Kanadalı ünlü iletişimci Marshall McLuhan; "Söylenenin önemi yoktur, önemli olan nasıl iletildiğidir" diyordu. Zaman bol, gün boyu kulaklarımız medyada. İsimlerinin önünde büyük unvanlar taşıyan "ilim adamları" ekranlarda konuşuyorlar. McLuhan bugünlerde en okunası yazarlardandır bence, özellikle de "Küresel köy" adlı kitabı. Bir hikayesini hatırlıyorum, demişti ki özetle: Ben Kenya'yı bir Fransız Kenya uzmanı ile değil bir Kenyalı ile gezmek isterim. Nedeni de "uzak ve yakın tehlike?" kaygısıydı. McLuhan, Fransız Kenya uzmanı'nın gördüğüne göre hareket edeceğini düşünüyordu.
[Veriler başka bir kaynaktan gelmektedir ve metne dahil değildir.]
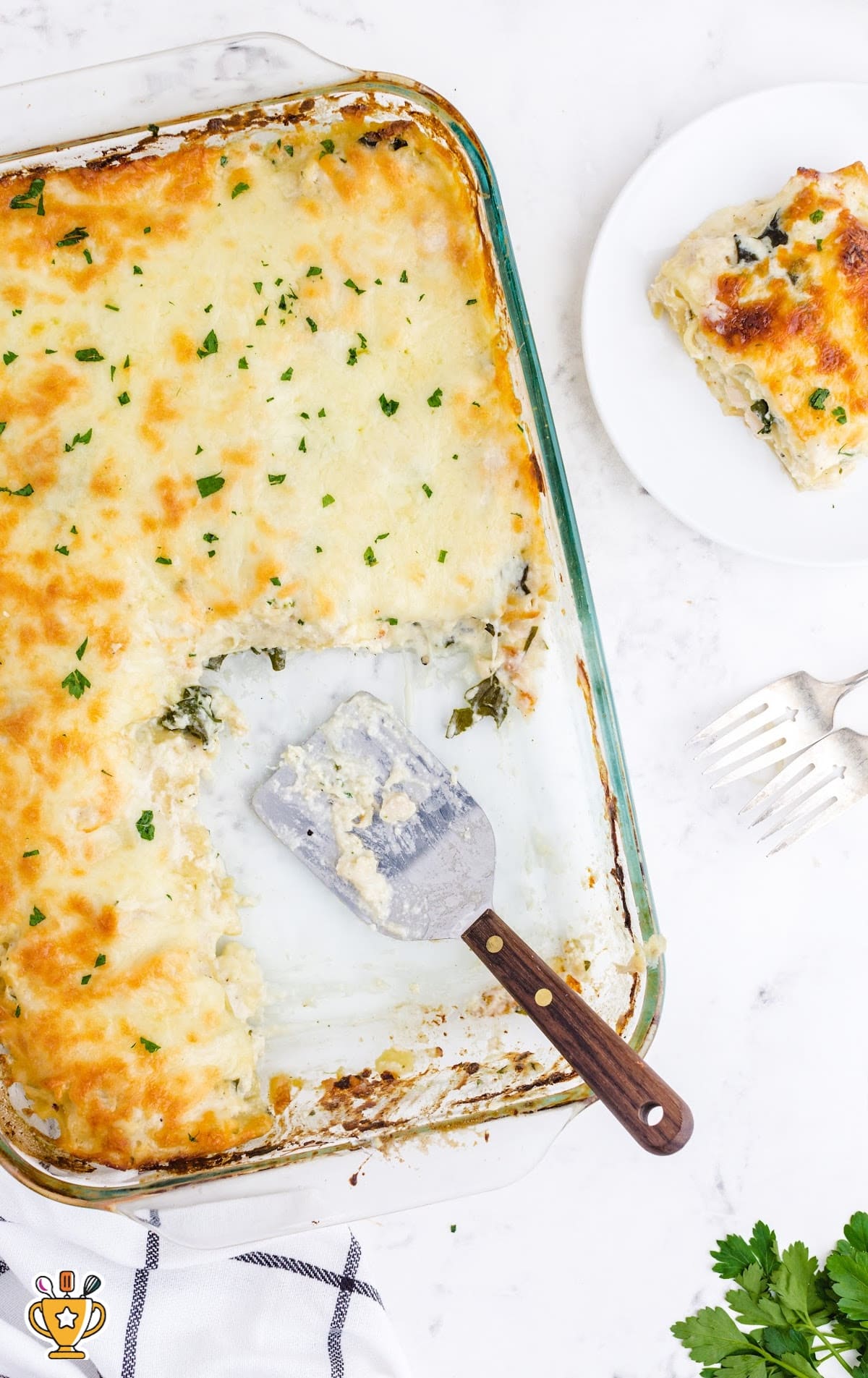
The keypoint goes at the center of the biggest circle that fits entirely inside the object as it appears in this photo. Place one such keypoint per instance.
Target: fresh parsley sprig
(791, 1317)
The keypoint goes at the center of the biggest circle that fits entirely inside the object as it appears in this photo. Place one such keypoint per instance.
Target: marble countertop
(765, 980)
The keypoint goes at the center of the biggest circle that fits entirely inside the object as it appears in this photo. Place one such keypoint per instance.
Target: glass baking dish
(571, 867)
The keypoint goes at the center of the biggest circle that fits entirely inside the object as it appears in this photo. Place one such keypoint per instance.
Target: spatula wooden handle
(615, 1073)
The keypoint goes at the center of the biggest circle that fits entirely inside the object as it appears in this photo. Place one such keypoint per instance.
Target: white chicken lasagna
(772, 302)
(254, 393)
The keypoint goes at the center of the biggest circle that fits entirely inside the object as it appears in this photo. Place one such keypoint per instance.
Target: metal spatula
(385, 826)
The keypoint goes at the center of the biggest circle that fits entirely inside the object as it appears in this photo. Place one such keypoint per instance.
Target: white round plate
(709, 469)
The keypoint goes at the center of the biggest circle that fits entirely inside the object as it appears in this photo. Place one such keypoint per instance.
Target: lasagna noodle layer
(255, 391)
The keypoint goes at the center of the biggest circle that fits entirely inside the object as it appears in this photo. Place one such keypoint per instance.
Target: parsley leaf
(211, 484)
(76, 684)
(145, 826)
(73, 237)
(208, 346)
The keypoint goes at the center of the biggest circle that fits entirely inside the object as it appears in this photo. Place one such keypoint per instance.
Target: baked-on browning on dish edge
(255, 391)
(772, 302)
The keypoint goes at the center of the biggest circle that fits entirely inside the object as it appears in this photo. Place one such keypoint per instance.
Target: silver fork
(820, 783)
(770, 725)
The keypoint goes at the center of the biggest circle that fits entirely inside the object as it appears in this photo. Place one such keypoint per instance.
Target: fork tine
(798, 808)
(749, 707)
(816, 820)
(780, 784)
(757, 761)
(750, 744)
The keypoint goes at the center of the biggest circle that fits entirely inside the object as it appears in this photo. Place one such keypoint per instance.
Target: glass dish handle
(159, 87)
(228, 1224)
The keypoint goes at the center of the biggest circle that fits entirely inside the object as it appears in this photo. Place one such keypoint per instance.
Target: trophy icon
(67, 1319)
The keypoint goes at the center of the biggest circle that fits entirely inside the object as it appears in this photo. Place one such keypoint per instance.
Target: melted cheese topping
(772, 302)
(255, 391)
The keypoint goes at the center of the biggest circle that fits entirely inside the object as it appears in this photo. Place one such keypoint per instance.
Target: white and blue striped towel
(299, 1306)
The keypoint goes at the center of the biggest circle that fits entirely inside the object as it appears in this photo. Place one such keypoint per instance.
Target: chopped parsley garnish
(208, 346)
(32, 199)
(79, 438)
(211, 484)
(73, 237)
(145, 826)
(76, 684)
(761, 409)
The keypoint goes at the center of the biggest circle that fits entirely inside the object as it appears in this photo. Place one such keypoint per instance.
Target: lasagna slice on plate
(770, 299)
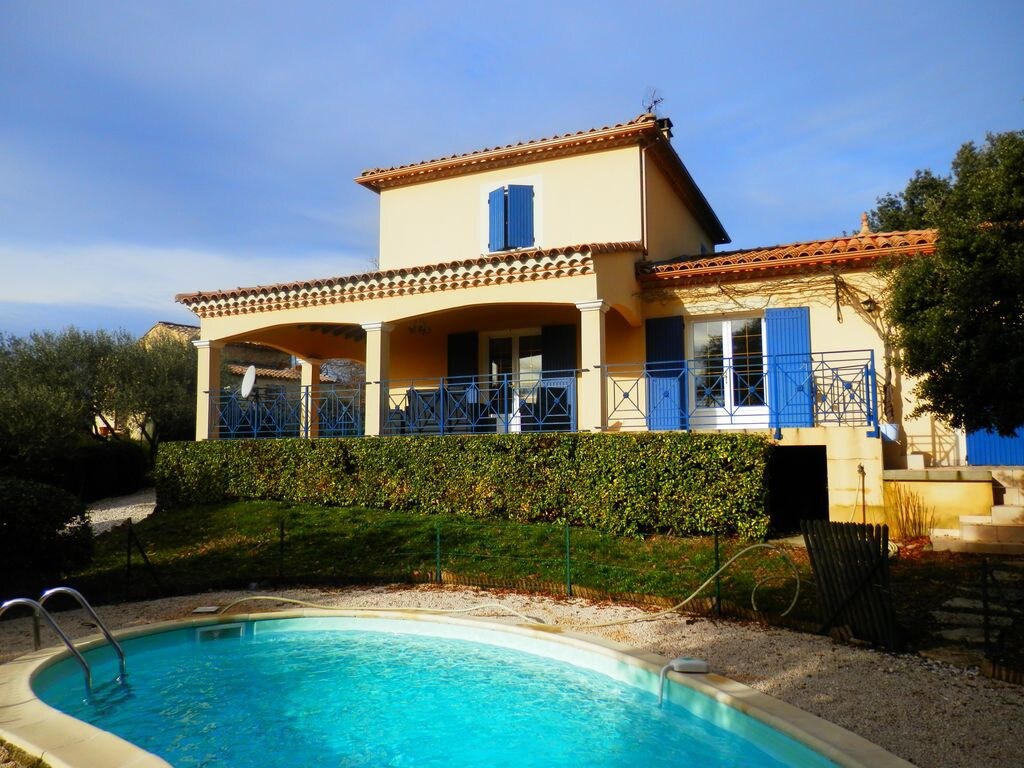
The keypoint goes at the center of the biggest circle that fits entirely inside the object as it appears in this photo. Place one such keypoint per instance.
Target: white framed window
(728, 371)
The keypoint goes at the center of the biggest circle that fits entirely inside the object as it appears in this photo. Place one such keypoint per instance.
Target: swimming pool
(307, 688)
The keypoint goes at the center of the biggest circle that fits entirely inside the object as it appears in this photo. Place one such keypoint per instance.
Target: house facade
(572, 283)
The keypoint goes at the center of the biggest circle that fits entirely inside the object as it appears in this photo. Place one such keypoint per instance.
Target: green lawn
(235, 545)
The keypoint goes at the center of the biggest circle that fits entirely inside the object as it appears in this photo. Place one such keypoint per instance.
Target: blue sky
(148, 148)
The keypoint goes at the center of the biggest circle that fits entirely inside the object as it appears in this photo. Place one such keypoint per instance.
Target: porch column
(207, 384)
(308, 421)
(591, 399)
(378, 371)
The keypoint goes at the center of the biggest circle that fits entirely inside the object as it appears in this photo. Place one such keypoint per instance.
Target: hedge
(626, 483)
(44, 531)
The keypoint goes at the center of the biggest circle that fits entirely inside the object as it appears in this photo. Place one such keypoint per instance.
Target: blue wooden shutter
(990, 449)
(497, 218)
(791, 378)
(520, 216)
(667, 374)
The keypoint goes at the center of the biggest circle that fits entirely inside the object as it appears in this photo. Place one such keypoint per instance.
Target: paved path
(107, 513)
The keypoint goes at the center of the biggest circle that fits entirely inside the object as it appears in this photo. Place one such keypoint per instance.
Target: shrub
(906, 514)
(628, 483)
(96, 469)
(43, 529)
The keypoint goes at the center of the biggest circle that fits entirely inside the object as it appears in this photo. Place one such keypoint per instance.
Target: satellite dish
(248, 381)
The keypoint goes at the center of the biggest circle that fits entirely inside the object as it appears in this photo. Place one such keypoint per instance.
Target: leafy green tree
(51, 395)
(958, 315)
(151, 387)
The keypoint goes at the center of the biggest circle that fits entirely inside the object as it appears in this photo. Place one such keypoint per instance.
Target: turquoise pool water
(323, 692)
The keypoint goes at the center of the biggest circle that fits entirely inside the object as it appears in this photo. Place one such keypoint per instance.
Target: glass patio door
(727, 374)
(513, 370)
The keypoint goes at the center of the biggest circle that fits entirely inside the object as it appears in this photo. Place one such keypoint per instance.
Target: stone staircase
(962, 619)
(1000, 532)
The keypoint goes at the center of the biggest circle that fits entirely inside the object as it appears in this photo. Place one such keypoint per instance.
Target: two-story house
(572, 283)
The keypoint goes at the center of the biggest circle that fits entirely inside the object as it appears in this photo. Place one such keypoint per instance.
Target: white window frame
(729, 415)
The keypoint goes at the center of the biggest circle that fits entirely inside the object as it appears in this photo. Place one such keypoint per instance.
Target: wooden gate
(851, 568)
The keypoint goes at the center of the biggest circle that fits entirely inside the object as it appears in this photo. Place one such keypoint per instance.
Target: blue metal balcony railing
(278, 413)
(544, 401)
(751, 391)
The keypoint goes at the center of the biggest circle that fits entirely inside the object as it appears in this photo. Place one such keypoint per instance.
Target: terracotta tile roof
(643, 130)
(606, 136)
(496, 268)
(857, 251)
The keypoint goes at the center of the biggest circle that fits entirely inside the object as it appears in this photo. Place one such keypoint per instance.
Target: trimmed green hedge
(44, 531)
(627, 483)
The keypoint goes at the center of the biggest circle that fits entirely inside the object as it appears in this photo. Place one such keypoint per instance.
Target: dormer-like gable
(617, 183)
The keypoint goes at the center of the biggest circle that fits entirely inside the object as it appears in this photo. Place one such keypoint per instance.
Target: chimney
(666, 127)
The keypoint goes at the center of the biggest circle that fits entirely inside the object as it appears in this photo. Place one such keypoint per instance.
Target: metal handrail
(92, 613)
(40, 610)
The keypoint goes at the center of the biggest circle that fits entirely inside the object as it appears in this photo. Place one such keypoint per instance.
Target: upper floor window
(510, 217)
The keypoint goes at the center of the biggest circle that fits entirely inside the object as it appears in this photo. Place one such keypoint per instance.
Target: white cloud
(143, 276)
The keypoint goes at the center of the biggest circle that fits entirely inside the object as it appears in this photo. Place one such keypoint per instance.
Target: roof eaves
(605, 137)
(407, 274)
(858, 251)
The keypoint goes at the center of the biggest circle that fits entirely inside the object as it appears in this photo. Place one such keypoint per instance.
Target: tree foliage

Biz eskiden öyleydik yani "Görsel" olmadan önce "işitsel" bir medeniyetin çocuklarıydık. Onun için Hz. Mevlâna 40 bin beyitlik eserine "bişnev" yani "dinle" diye başlıyordu. Çünkü bu millet kadim kültürüyle kulaktan besleniyordu.
Şimdi hiçbir şeye kulak asmaz olduk.
Salgını ve virüsü de yabancı terimlerle, üstelik meselenin esasını değil, anlaşılmasın diye anlatıyoruz.
Oysa dehşeti yaşıyoruz. Dünya kapandı, ekonomiler kilitlendi, Kâbe'den Vatikan'a tüm inanç merkezleri boşaldı.
Var mı dünya tarihinde şimdiye dek böyle yaşanmış bir dehşet ve bir felaket?
Peki, neden yaşıyoruz? Bunu soran yok.
Biz bir salgını ve korkuyu yaşarken dünyamız da kendini onarmaya, yenilemeye başladı ilginç değil mi? Ozon tabakası kapandı, kirlilik azaldı, iklim düzeliyor vs. Bir salgın ile insanlara afet, yer yüzüne afiyet bir durum?! Demek ki yeryüzünü çok hor kullandık, çok hırpaladık.
Birbirimizi de.. İnsan, insanlığını unuttu. İnsan demek, kelime manasıyla ünsiyet yani "ahbaplık, yakınlık, arkadaşlık" ile hareket eden demektir. Biz ise uzaklaştık ve düşmanlaştık.. Bunu düzeltene kadar da afete, felakete dûçar olmamız mukadder. Bugün korona yarın Allah korusun daha büyük bir felaket. Virüsün doğru mesajını alın yoksa bu hal ve Aylan bebek gibi sabilerin ahı yeri göğü inletecektir.
Yine bir McLuhan sözüyle: Kıyıya vurmadıkları sürece balıklar suyun farkında olmazlarmış!
Medeniyet, batı, güç kavramları artık yeni tanım gerektiriyor. Ve bizden bir söz ile tamamlayalım: Takke düştü kel göründü!